Defining the Assembly and the Numerical Grid

The assembly describes the one-dimensional series of layers which make up the entire building component. In this step you first define the sequence of layers, their thicknesses and material properties, then you subdivide it into small numerical grid elements.

The definition of the layer sequence and the layer thicknesses is done interactively with a graphical diagram of the assembly, or alternatively by entering the relevant data into a table.
 

Then you specify the material data for each layer. The material data need not be entered by hand if the material in question is contained in WUFI's material database. Just select the material in the database and transfer all the data.

WUFI comes complete with a database which offers a selection of materials for instant use. (Please note, however, that due to large variations in the materials and often incomplete or inconsistent literature data, the data provided here should not be taken as divine revelations. They are just intended to give you a starting point.)
You can supplement the database with your own materials.
 

The transport equations cannot be solved analytically. To allow a numerical treatment, the building component must be divided into discrete grid elements. WUFI can automatically generate a general-purpose grid which will suffice for most cases (you can select one of three degrees of fineness for the grid).

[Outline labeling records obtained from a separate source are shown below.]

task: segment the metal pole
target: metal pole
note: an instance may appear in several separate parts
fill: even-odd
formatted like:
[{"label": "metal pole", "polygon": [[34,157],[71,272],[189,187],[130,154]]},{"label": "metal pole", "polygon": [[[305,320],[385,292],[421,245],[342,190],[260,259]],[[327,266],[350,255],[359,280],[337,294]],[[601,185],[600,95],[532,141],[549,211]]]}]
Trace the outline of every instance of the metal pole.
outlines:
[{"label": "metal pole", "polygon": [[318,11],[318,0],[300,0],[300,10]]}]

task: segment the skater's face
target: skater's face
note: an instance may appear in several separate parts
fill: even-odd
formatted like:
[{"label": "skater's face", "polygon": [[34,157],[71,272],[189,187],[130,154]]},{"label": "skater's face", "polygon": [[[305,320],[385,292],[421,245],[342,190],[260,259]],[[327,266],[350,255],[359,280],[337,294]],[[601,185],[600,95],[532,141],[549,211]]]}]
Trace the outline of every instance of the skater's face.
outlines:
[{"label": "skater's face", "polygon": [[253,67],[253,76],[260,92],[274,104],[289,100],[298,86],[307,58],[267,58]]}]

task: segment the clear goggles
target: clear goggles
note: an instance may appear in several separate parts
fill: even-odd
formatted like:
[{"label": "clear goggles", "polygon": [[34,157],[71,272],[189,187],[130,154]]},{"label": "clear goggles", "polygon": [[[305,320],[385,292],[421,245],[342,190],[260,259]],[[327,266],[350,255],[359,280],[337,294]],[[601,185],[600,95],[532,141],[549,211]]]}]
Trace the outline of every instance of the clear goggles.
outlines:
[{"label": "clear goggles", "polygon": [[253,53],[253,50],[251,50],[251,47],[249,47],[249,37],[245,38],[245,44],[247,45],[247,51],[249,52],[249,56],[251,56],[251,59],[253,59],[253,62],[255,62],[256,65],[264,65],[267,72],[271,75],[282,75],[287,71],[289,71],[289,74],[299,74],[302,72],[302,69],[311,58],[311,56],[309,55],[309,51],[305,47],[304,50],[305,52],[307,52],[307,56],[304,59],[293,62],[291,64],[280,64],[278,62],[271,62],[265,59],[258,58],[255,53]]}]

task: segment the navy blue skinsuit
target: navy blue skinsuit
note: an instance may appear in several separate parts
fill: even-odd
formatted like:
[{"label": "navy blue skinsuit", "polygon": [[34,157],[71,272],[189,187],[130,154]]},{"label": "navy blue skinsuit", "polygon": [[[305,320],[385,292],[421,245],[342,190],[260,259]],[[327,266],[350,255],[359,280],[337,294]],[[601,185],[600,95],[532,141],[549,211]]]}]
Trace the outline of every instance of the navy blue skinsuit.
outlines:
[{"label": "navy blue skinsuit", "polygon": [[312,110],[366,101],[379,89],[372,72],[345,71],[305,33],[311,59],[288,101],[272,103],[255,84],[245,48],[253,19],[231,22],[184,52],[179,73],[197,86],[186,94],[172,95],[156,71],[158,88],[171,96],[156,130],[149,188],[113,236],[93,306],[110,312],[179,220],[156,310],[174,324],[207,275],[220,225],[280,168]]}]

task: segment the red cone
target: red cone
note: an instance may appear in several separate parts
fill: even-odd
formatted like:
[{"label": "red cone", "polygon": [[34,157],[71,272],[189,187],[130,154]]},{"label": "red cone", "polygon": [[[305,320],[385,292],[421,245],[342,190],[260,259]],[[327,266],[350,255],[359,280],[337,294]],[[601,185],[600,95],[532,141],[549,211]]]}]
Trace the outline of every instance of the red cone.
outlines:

In special cases (e.g. severe interstitial condensation in a narrow region) you may need to adapt the grid manually. You can easily set up and manually edit the grid by using WUFI's grid editor. All grid data are entered into a table where each line represents a component layer. You can subdivide each layer and define expanding or contracting grids in order to tailor the local fineness of the grid to the demands of the simulation model.

For the discretisation of the transport equations, the values of the calculated quantities are assumed to be constant across each grid element. Therefore, the size of each element should be chosen so as to make this assumption approximately valid, depeding on the local conditions. In general, this requires the use of small elements in regions where steep moisture or temperature gradients are to be expected, and allows the use of larger elements in more placid regions to cut down on calculation effort.

In general, steep gradients are to be expected close to the boundaries of a layer, i.e., close to the exterior and interior surfaces of the component because of the influence of climate conditions, and close to internal layer interfaces because of condensation. Less variation will occur in the middle of each layer.
Splitting up a layer into two or more sublayers with identical material parameters but different expansion factors (> 1, < 1)for the grid allows you to achieve a smooth, not necessarily symmetrical, expansion and contraction of the grid elements which can be adapted to the requirements in each individual layer.
 

The choice of a suitable grid is further discussed in WUFI's Performance and Limitations, details of how to set up a manual grid are described in the help topic for the "Assembly" dialog.